Эквилибристы были отдельной кастой: цирковая белая кость, вечно в ореоле общей тайны, как будто знают про мир что-то такое, что дает им право ходить, не касаясь земли. Про Котаненко болтали всякое: что сноб, что гей, что гений, что молдаванин, что урод и наркоман, что спит, стоя на руках, что за него уже передрались «Ронкалли» и «Винтергартен», что сам Максимов хотел делать ему номер, а Котан его послал, и что ему прямая дорога в «Дю Солей», если, конечно, совсем не скурится, что, впрочем, весьма вероятно…

*

Прогон закончился в девятом часу. Девчонки звали в бар на Васильевской, отмечать Танькин дэрэ, но Славик не пошел: сказал, что устал и спину потянул, пойдет «Финалгоном» мазаться. Ковыряясь в сумке, дождался, пока опустеет коридор, спустился по щербатой лестнице в подвал.
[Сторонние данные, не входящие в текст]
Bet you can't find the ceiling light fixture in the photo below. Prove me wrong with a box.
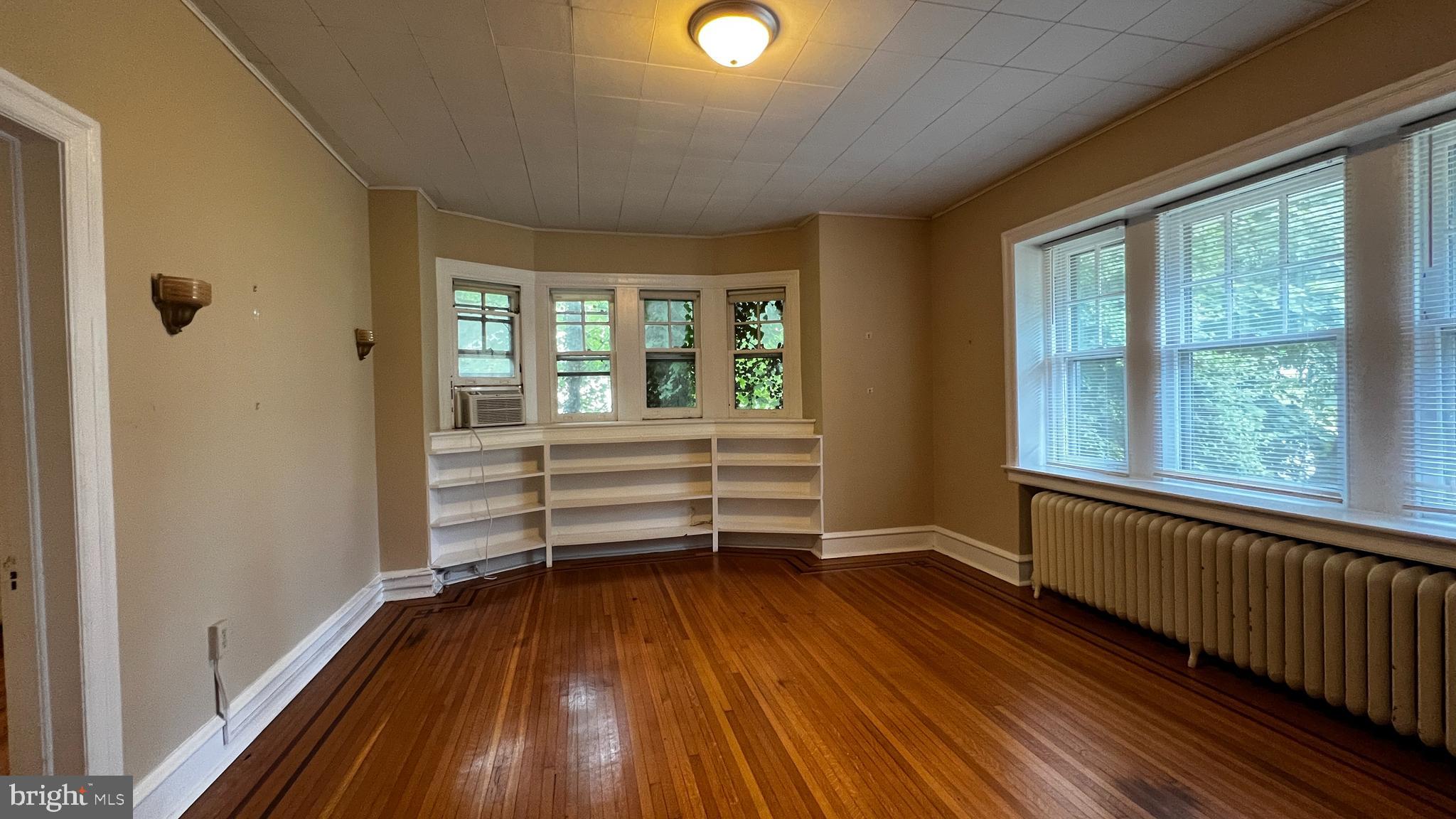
[687,0,779,68]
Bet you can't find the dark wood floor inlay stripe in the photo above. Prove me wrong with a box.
[186,550,1456,819]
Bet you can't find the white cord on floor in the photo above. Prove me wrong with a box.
[471,427,506,580]
[213,660,233,744]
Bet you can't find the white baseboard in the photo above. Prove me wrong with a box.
[814,526,935,560]
[932,526,1031,586]
[378,568,443,604]
[814,526,1031,586]
[134,576,385,819]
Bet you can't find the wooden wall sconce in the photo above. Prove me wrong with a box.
[354,329,374,361]
[151,274,213,335]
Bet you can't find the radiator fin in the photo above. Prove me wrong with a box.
[1031,493,1456,755]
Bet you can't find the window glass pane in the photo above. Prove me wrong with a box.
[1188,215,1224,279]
[460,354,515,378]
[1178,341,1344,490]
[732,355,783,410]
[646,355,697,408]
[587,323,611,351]
[556,375,611,415]
[1229,200,1280,274]
[1061,357,1127,466]
[556,323,585,353]
[456,316,485,350]
[485,321,513,353]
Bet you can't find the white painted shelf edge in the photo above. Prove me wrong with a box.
[429,537,546,568]
[429,469,546,490]
[552,523,714,547]
[550,461,714,475]
[550,493,714,510]
[429,503,546,529]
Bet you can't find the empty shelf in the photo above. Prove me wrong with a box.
[718,451,820,466]
[550,459,712,475]
[552,523,714,547]
[429,537,546,568]
[429,503,546,529]
[429,469,545,490]
[550,493,714,508]
[718,490,820,500]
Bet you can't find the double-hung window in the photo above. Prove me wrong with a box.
[641,291,702,418]
[728,289,783,411]
[1042,226,1127,472]
[1405,116,1456,513]
[1157,159,1345,500]
[454,280,521,383]
[552,290,616,421]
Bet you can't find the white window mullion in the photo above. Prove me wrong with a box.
[1345,143,1411,515]
[1125,218,1160,478]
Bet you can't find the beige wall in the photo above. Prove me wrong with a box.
[0,0,378,776]
[815,215,932,532]
[931,0,1456,550]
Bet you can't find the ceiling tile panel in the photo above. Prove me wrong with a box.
[1007,23,1115,73]
[810,0,910,48]
[996,0,1082,21]
[571,9,653,61]
[945,13,1051,65]
[485,0,571,51]
[879,3,984,57]
[201,0,1344,233]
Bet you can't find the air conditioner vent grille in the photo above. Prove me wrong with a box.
[456,386,525,427]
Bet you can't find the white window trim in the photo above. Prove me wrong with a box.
[1002,70,1456,553]
[449,279,524,386]
[638,289,703,419]
[543,287,621,424]
[734,287,799,418]
[435,258,803,430]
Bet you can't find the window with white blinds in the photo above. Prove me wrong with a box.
[1042,226,1127,472]
[1156,159,1345,498]
[1405,122,1456,513]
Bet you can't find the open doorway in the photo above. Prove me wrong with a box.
[0,70,122,774]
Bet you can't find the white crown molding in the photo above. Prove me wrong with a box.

Замирая животом, потянул грязно-синюю деревянную дверь. Зал глянул на него пустыми глазами воздушных колец, шевельнул висячими хвостами ремней и тканей, тускло блеснул синими сальными матами.

У стены, спиной к залу, стоял на руках Котан: короткие шорты, мокрая голая спина, волосы собраны в тугую дульку, на полу под головой – что-то яркое. Славик, набравшись смелости, подошел поближе, пригляделся: тикает секундомером мобилка, рядом раскрыт глянцевый журнал. Котан перенес вес тела на левую руку, правой перевернул страницу, вернулся в стойку. Из журнала глянула вдруг знакомая фотка: голый торс, лихая шевелюра, томные татарские глаза – Нуреев! Скандальный невозвращенец, танцовщик от бога, Славиков детский идеал… Котан бесшумно опустил босые ступни на пол, выпрямился, глянул без улыбки:

– Ну?

– Про Нуреева читаешь? У него, говорят, свой остров был. Даже три.

– Цыпа, тебе чего?

Котан вытер напульсником лоб, заправил под резинку вылезшую курчавую прядь.

– Слушай… научи на руках стоять. Очень надо.

– Кому?

– Чего?

– Кому надо-то?

– Мне.

Котан подошел вплотную, и вдруг оказалось, что он выше Славика на полголовы. Постоял, покачиваясь, будто на ногах было ему не вполне привычно, поглядел изучающе. От него пахло чем-то морским, копченым, соленым. Хмыкнул, больно стукнул вдруг пальцем по лбу:

– Ты балетный, что ли? Как зовут?

– Славик… Слава. А ты Олег, да?

– Олег, Олег… Нагнись-ка.

– На… что?

– Нагнись давай.

Славик послушно сложился пополам, уткнулся лицом в выпирающие под узкими джинсами коленки, чувствуя, как заливаются краской щеки.

– Ноги ровно! Так… О’кей, – Котан хлопнул по спине, – вставай. Руку дай.